Wednesday, October 14, 2020

Applications around the intersection of Big Data / Machine Learning and AWS

As many of the readers of this blog know I am a big fan of Big Data and the AWS Cloud, especially I am interested in the intersection of these two. But, Big Data processing requires huge number of machines, to process huge amounts of data and do some complex processing as in the case of Machine Learning.

Cloud has democratized the usage of Big Data, there is no need to buy any machines, we can spin a number of EC2 instances, do the Big Data processing and once done we can terminate the EC2 instances. AWS and other vendors are doing a lot of hardware and software innovations in this space, below are a few hardware innovations from AWS. They do require a lot of investment in the R&D and building them, which is usually possible at the scale Cloud operates.

AWS Nitro Systems : Some of the virtualization responsibilities have been shifted from the CPU to the dedicated hardware and software.

AWS Graviton Processor : The Graviton processor uses ARM based architecture, similar to the once used on mobile phones.

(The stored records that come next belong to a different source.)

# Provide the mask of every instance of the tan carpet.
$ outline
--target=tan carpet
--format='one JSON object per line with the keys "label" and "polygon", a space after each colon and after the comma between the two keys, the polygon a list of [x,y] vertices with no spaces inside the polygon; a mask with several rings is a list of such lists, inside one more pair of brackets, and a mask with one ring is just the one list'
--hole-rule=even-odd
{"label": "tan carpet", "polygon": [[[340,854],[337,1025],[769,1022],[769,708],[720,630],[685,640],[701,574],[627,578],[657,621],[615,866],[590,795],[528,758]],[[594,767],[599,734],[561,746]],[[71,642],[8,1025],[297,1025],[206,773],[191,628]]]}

Now we can spin EC2 with Graviton Processor.

AWS and Nvidia : They bring very high end GPU to the Cloud with the EC2 instances for Machine Learning modelling.

AWS Inferentia : Once the Machine Learning model has been created, the next step is inference which takes most of the CPU cycles. Inferentia is a custom chip from AWS for the same.

F1 Instances : Hardware acceleration on the EC2 using FPGA.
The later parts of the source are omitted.